London, Feb 22 : Researchers studying sperm whales have determined that the marine species could be the least sleep-dependent mammals known in the animal kingdom.
According to a report in Nature News, the researchers include a team led by Luke Rendell at the University of St Andrew's, UK, that were monitoring calls and behaviour in sperm whales off the northern Chile coast, when they observed an unusual sleeping pattern in the animals.
The team observed a pod of whales hanging vertically in the water, their noses poking out of the surface. At least two of the whales were facing the boat, but not a single animal responded.
When the researchers tried to move their boat away from the whales, they nudged one of the animals on the way out.
"We had no idea how they would react; each of the animals probably weighed up to twice as much as our boat, and could have sunk us," said Rendell.
But, after an initial jolt of activity the whales timidly moved away, and within fifteen minutes, were bobbing peacefully at the surface again.
When Patrick Miller, also at the University of St Andrew's, saw the video footage from the encounter, the odd observation began to make sense.
Miller and his colleagues had earlier attached data-logging suction cups to 59 sperm whales to monitor the animals' depth and behaviours as they travelled around the globe.

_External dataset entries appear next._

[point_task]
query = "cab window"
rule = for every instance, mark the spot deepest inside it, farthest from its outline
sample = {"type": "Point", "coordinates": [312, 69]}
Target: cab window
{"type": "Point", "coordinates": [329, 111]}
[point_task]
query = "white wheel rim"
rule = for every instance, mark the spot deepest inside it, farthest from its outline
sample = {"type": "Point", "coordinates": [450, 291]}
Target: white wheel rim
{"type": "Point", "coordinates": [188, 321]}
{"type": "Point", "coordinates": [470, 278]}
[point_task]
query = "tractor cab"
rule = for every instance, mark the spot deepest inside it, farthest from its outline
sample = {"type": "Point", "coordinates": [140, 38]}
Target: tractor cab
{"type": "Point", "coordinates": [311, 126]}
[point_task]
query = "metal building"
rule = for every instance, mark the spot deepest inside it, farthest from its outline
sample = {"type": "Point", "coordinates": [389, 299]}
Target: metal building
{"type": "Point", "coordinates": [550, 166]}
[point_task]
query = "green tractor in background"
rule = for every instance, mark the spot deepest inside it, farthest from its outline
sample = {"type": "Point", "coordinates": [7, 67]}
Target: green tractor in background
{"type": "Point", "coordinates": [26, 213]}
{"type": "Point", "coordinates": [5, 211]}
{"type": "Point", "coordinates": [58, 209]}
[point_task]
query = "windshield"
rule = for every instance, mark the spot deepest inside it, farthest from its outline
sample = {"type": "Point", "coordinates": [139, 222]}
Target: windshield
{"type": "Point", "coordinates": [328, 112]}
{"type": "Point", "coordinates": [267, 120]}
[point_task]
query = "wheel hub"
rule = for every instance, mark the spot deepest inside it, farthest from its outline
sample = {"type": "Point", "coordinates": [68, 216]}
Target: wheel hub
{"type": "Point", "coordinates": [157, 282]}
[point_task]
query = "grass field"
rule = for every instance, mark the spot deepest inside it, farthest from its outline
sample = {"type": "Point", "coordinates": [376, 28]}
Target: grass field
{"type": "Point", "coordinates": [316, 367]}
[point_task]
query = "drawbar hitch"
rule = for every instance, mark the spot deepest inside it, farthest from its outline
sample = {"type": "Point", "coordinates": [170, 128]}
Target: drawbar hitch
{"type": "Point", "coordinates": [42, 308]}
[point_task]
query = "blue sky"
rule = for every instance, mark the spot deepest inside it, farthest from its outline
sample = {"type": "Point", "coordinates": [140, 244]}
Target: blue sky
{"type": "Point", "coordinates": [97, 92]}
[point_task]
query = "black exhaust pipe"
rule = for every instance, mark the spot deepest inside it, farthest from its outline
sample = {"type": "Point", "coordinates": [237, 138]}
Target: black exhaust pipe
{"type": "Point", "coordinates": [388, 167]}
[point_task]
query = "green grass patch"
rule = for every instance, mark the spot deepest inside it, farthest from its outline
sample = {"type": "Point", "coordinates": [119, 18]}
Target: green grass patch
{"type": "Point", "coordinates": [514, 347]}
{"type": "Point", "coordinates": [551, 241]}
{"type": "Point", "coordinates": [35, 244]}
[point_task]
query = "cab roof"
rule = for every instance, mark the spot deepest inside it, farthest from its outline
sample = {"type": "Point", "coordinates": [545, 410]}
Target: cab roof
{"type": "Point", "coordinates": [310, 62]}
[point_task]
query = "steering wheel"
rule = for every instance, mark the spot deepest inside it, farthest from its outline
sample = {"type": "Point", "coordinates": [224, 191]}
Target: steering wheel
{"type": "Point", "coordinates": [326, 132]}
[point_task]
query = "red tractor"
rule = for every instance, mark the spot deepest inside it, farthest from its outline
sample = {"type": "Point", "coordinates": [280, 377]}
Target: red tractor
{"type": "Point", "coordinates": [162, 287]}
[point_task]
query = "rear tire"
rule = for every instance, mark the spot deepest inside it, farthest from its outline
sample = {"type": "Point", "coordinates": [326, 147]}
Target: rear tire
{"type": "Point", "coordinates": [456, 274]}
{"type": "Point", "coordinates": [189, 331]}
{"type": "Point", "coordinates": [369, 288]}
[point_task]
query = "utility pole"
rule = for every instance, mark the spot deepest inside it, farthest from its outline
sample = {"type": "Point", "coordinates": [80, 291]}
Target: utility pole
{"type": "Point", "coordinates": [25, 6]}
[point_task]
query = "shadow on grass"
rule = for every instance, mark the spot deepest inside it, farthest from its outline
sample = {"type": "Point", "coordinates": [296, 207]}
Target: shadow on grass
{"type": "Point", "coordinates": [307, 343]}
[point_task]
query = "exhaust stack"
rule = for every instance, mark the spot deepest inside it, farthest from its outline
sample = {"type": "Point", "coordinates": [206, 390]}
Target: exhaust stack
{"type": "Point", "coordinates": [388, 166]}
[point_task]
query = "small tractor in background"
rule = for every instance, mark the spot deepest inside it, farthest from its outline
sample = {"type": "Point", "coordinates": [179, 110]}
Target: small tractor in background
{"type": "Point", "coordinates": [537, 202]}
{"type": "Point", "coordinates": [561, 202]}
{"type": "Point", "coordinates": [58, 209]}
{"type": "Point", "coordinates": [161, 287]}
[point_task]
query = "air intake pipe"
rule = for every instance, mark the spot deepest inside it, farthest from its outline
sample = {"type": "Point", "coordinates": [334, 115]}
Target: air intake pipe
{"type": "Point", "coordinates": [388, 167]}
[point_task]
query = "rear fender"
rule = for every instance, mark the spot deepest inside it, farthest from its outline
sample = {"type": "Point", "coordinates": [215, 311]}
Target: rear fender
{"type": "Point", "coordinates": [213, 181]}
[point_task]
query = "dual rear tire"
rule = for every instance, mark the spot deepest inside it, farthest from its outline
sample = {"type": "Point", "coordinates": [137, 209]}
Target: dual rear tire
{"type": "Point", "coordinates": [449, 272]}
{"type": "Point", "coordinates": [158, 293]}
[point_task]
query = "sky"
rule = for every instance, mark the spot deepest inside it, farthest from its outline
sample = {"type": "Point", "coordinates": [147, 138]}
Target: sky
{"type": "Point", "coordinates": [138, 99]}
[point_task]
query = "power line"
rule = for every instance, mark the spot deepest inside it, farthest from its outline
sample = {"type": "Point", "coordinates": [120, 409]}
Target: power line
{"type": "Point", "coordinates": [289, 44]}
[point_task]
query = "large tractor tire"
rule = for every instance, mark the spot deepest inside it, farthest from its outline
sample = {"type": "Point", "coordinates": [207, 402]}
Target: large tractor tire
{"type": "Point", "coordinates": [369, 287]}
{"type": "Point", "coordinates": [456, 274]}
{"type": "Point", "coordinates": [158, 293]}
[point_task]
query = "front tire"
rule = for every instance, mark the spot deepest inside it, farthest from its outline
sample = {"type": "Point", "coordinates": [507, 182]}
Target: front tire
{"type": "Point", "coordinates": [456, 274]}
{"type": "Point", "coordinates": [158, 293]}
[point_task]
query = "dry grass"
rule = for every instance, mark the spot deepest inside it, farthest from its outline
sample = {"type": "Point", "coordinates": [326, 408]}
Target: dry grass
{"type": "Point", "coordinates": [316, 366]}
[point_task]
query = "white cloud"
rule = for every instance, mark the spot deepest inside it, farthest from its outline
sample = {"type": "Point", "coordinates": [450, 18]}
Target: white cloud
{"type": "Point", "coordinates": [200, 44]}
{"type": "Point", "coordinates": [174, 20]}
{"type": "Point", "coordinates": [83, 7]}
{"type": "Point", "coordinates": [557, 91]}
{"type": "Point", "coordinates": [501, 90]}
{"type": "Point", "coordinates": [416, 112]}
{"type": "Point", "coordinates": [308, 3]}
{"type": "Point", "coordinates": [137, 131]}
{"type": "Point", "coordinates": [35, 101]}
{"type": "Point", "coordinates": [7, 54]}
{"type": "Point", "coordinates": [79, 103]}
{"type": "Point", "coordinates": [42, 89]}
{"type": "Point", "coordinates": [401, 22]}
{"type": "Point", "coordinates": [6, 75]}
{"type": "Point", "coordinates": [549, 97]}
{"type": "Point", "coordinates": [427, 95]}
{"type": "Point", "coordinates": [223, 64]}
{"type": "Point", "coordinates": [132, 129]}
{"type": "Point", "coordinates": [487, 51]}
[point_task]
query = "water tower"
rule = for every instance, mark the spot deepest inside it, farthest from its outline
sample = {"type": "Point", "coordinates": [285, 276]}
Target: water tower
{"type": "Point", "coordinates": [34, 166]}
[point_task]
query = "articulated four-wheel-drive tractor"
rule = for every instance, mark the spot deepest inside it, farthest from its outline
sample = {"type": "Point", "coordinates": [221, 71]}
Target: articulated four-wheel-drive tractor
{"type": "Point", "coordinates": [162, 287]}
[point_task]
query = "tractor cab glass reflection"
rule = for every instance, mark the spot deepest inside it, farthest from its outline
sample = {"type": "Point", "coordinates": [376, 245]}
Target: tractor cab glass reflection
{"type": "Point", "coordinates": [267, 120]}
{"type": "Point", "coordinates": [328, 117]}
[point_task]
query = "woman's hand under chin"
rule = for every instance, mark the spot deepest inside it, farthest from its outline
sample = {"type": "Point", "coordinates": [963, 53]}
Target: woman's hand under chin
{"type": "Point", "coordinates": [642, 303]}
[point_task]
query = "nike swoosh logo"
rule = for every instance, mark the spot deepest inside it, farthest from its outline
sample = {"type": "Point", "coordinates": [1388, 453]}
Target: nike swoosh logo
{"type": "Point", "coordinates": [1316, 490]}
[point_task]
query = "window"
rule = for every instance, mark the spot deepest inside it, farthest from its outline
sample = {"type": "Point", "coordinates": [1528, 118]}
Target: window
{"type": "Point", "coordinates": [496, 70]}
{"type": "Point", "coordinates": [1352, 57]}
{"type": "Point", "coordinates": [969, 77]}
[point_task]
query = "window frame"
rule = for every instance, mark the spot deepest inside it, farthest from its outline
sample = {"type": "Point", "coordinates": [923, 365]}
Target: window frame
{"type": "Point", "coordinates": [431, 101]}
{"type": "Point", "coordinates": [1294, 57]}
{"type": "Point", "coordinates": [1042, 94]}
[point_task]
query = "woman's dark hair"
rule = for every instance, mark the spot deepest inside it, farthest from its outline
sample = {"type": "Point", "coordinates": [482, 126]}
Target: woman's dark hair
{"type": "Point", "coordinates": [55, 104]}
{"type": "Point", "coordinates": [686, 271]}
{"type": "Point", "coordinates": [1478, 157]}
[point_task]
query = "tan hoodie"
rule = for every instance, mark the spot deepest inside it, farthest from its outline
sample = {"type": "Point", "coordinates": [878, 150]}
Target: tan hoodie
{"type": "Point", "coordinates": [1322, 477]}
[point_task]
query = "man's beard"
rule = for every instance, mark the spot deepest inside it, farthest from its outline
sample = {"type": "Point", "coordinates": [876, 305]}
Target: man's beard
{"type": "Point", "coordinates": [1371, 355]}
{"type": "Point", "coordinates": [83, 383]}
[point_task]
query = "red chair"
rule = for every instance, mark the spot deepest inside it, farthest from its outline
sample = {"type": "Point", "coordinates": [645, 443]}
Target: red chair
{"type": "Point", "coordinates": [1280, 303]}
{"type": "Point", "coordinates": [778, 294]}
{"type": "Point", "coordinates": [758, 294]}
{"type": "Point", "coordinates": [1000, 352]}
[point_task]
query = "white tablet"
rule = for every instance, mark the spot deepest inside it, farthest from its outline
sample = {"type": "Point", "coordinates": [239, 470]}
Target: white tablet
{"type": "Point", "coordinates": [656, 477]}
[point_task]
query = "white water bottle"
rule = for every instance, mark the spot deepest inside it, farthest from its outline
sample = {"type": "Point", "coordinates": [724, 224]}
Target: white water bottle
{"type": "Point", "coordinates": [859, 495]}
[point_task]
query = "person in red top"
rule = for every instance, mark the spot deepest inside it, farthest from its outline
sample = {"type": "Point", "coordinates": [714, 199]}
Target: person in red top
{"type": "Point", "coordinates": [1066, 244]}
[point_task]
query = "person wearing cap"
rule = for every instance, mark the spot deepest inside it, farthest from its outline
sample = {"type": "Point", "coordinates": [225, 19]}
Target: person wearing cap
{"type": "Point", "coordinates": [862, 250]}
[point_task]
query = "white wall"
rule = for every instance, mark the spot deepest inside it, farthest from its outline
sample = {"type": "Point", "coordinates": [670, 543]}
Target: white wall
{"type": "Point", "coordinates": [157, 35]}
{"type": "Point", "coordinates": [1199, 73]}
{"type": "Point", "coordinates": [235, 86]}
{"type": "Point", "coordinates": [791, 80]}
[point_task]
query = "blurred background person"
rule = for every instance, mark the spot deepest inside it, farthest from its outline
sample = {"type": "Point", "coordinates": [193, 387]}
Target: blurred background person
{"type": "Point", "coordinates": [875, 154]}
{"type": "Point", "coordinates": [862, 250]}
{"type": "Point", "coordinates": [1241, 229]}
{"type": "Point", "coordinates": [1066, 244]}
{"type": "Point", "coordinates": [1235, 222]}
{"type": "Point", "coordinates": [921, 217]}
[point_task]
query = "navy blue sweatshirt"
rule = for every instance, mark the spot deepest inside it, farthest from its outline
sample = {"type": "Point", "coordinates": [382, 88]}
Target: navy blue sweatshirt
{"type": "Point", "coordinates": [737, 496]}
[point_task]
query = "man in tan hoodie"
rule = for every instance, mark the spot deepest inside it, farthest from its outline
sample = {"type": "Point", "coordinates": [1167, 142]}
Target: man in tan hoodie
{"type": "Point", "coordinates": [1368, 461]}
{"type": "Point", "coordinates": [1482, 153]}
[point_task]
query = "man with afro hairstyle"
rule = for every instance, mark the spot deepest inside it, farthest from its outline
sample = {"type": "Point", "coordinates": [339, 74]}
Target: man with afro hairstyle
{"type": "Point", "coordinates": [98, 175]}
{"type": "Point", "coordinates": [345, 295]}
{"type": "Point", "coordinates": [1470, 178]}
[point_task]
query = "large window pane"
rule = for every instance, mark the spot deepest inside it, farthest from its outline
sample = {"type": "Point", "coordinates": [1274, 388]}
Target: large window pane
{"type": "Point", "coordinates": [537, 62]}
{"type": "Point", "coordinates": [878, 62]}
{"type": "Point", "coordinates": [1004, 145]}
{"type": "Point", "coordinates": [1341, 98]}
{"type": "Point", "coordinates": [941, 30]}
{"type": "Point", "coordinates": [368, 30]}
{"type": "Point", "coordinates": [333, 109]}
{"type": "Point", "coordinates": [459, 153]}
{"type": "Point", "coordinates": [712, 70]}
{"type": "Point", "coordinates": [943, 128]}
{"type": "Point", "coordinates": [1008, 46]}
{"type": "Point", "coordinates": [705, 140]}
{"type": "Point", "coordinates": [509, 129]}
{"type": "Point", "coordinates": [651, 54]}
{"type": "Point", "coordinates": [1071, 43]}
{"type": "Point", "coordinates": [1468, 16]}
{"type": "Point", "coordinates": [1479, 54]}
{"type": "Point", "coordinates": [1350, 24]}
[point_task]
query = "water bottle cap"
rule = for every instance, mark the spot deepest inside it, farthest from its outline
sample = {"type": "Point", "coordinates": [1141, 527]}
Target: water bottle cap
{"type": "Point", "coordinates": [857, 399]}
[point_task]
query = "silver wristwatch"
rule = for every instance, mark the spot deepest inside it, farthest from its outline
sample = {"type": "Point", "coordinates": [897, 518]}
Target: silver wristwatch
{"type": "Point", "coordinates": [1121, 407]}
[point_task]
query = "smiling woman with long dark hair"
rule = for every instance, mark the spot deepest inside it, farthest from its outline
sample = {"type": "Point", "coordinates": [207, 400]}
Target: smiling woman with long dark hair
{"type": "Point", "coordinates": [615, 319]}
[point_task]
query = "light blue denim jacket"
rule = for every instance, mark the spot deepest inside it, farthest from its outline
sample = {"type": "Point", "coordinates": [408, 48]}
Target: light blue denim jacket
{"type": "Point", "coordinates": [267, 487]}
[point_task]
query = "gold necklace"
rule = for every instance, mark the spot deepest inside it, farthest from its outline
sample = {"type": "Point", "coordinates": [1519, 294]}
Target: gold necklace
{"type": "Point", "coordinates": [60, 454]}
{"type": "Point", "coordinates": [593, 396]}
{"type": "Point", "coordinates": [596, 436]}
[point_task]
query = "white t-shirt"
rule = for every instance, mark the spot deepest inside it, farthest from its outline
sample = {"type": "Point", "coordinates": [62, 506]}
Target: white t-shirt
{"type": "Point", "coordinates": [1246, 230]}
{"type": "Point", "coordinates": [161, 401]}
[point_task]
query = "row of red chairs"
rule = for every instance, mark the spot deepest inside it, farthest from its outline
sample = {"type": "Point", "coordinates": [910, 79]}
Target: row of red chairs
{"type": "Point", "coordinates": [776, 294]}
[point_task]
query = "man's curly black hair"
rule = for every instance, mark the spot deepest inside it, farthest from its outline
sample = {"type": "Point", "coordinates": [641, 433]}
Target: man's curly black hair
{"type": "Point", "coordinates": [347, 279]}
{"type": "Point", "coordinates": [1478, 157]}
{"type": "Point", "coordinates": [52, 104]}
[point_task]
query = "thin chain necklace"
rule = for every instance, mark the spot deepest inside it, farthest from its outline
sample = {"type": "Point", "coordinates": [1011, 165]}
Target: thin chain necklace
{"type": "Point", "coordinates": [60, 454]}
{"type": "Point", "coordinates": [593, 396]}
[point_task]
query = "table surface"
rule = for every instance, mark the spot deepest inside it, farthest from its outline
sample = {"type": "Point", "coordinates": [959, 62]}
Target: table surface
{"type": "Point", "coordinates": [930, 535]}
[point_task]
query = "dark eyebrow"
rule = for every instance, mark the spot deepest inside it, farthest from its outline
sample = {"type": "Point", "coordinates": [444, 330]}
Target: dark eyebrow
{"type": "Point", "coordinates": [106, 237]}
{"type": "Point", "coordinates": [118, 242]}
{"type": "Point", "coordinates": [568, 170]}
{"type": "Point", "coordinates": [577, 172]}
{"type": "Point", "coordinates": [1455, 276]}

They had found that the whales spent about 7% of their time drifting inactive in shallow water. What they were doing or why they were doing it had been a mystery, but seeing footage from Rendell's experience determined that the whales were sleeping.
Whales and dolphins have only ever been seen allowing one brain hemisphere to rest at a time, keeping one eye open. This is presumably because they need to do important things that require physical activity, such as coming to the surface to breathe or avoid predators. They never fully let their guard down.
But now Miller, Rendell and their colleagues report that sperm whales seem to sleep fully while drifting, either at the surface, or at 10 metres depth. Their naps seem to last for ten to fifteen minutes, during which time they do not breathe or move.
According to the report, if the whales are fully asleep while in the drifting mode, then they sleep very little: just 7% of the time. That contrasts sharply with smaller beluga and grey whales, which sleep for 32% and 41% of the time, respectively.
Such a meagre amount of sleep designates the sperm whales as the least sleep-dependent mammals known.